That is, you place a chunk of R code between “`{r chunk_name} and “`. The r specifies that we are using the R programming language and the text after this is a name that you give this code block (could be anything). It’s a good idea to give each chunk a name, as they will help you to fix errors and, if any graphs are produced, the file names are based on the name of the code chunk that produced them.

Note: As shown in the example above, you have to have load the dataset that you are working with within your markdown document. Within a code chunk, click the “import dataset” button to add the read.csv command and select your file.

Inline code

Code results can also be inserted directly into the text of a .Rmd file by enclosing the code with ` r `. This can be helpful when referring to specific variables. For example, you can include numbers that are derived from the data as code not as numbers. Thus, rather than writing “There are 168 individuals”, insert a bit of code that, when evaluated, gives the number of individuals.
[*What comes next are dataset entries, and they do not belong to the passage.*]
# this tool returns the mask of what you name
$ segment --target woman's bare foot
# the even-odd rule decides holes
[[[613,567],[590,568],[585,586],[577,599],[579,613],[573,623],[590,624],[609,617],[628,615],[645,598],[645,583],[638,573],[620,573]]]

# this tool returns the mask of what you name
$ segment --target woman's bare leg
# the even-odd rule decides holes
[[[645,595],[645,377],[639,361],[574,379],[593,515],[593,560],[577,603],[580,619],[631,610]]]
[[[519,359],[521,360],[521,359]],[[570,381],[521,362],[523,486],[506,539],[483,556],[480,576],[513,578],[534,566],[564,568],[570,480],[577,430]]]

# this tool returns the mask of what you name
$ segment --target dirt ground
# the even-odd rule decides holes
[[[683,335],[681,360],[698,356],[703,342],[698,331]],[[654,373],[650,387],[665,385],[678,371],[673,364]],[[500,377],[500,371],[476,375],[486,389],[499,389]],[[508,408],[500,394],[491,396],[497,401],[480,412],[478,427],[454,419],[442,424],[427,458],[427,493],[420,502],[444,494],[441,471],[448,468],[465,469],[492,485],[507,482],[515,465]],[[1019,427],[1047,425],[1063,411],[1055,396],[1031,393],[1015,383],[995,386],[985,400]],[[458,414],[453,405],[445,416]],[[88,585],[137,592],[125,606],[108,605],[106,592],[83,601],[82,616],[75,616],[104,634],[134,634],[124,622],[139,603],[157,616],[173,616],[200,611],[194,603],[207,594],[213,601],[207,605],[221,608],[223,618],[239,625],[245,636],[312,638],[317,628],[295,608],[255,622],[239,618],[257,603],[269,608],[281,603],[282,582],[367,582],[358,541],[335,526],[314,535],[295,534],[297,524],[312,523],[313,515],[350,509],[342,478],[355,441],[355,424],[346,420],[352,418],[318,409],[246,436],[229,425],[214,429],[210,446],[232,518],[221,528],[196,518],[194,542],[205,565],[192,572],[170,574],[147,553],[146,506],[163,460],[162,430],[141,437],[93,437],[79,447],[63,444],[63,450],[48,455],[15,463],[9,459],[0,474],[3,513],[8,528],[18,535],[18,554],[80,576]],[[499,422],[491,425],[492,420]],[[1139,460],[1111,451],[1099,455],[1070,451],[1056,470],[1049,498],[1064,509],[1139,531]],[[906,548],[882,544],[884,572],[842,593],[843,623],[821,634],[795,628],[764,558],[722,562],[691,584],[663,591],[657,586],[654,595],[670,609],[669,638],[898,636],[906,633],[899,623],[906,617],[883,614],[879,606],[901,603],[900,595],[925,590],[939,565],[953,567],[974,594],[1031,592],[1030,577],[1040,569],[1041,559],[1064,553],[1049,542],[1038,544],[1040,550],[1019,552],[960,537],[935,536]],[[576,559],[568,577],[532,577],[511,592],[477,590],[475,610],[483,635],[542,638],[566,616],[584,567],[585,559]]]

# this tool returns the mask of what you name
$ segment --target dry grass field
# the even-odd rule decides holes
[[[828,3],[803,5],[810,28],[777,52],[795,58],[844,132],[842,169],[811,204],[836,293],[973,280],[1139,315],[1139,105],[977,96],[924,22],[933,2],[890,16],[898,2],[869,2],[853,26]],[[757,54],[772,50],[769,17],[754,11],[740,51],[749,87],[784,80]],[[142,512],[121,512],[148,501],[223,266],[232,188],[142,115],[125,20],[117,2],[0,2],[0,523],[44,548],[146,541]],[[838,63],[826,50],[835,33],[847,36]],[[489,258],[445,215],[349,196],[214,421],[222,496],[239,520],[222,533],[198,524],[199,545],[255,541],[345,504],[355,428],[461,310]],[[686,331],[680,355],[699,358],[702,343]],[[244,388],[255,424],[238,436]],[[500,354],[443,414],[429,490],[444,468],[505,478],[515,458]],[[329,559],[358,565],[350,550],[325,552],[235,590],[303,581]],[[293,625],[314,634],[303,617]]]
There are  `  r nrow(my_data)`  individuals.

Using inline code means that if you update your dataset this value will be correct.

Chunk options

There are a variety of options to affect how the code chunks are treated.

  • Use echo=FALSE to avoid having the code itself shown.
  • Use results=”hide” to avoid having any results printed.
  • Use eval=FALSE to have the code shown but not evaluated.
  • Use warning=FALSE and message=FALSE to hide any warnings or messages produced.
  • Use fig.height and fig.width to control the size of the figures produced (in inches).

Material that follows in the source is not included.